Diversity takes many forms, from race, ethnicity, gender and disability to socioeconomic background and personality traits such as introversion – and all should be seen as assets.
Tutors should encourage inclusive language and respectful dialogue and be aware of how course material could have an impact on a specific individual or group. Material that incorporates stereotypes or is problematic in other ways should be either acknowledged with criticism or replaced.
Provide information on financial aid
While some education providers may be in a position to provide financial aid or scholarships, it’s not always possible. But to ensure students from disadvantaged backgrounds aren’t excluded, they should give information on how to apply for state benefits and other types of funding, like charitable trusts and the Disabled Students’ Allowance.
BARBRI offers several scholarship options, including a Public Sector SQE Scholarship, which gives you £600 off course fees, an Essay Competition Scholarship, which offers partial or full funding of course fees and a 1st Class Honours SQE Scholarship, which gives 30 percent off course fees. Previous BARBRI students will also be entitled to a £200 discount.
Ask for feedback
To find out whether there are any other ways you can be more inclusive, it’s a good idea for education providers to speak to students about their concerns, needs and preferences for online learning. This allows instructors to be mindful of their students’ personal situations and makes them aware of any barriers which could be affecting their learning.
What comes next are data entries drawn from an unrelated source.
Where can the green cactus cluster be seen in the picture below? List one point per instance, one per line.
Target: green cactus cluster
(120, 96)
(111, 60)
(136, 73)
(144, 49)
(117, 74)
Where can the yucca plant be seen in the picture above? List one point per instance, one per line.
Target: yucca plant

Some of the ways in which this can be done are via an anonymous Google form or live in Zoom, using the poll feature.
While conducting these surveys, tutors should take the opportunity to open up about how they themselves feel about online learning. This will help to break down barriers, build an honest relationship and find a solution that’s beneficial for both student and teacher.
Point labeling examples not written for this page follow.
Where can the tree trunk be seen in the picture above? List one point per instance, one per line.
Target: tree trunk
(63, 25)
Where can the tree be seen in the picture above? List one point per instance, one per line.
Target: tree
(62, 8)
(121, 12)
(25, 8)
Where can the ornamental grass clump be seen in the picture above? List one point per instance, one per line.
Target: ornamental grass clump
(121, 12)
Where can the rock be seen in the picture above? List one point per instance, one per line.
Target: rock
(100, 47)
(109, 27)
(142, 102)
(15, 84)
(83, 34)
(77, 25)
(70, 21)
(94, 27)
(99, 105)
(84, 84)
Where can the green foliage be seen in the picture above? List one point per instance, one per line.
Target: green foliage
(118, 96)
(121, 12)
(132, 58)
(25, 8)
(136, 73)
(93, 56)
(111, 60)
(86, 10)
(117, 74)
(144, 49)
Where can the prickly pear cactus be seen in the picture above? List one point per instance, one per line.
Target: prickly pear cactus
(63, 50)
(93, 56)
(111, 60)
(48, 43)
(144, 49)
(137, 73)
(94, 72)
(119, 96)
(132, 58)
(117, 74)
What are some other benefits of online learning?
As well as being more inclusive, one of the biggest advantages of online teaching is that it’s more convenient. You choose where and when you study, so you can fit it around your life. You save time because you don’t have to travel anywhere and you can enrol on a course anywhere in the world, rather than being limited to what’s being taught locally.
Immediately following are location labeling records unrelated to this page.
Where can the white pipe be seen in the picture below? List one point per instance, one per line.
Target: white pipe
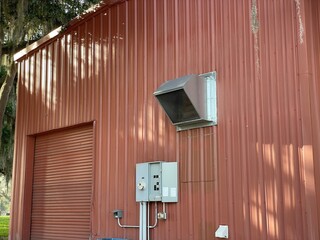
(126, 226)
(148, 220)
(134, 226)
(143, 221)
(155, 216)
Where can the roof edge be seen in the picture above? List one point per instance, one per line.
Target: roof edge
(58, 30)
(36, 44)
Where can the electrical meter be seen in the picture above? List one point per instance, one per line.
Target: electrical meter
(157, 181)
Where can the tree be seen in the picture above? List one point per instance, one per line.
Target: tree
(21, 23)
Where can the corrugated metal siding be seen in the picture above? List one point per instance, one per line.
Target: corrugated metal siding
(257, 171)
(62, 185)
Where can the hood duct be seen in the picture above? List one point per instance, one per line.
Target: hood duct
(189, 101)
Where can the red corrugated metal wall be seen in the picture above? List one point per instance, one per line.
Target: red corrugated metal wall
(257, 171)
It’s only natural that teachers have different teaching styles, but online course content is more consistent, so you have peace of mind that you’re being taught the right material at the right time.
It can also be more motivating as you need to direct your learning yourself, plus technologies like AI and algorithms can follow your specific journey to help you study more efficiently.
For more information on this, you can read our ‘Online learning versus classroom learning’ article.
Since COVID-19, more students have been enrolling on online courses. And with online education remaining the new normal, course providers must strive to create an inclusive learning environment.
Online courses can be more inclusive than lessons taught in a classroom because students have access to more support and can interact with tutors and peers in numerous ways. They also have the opportunity to mix with individuals who come from a variety of backgrounds and online courses are usually less expensive.
In order to become even more inclusive, web-based course providers should implement an inclusion policy, set clear expectations that consider any special needs students might have and be as accessible as possible. They should also ensure that course content is diverse, provide information on financial support and ask students for feedback to find out whether there’s anything they can improve on.
Some of the other benefits of online learning are that it’s more convenient, teaching methods are more consistent, it’s more motivating and new technologies can help with your learning.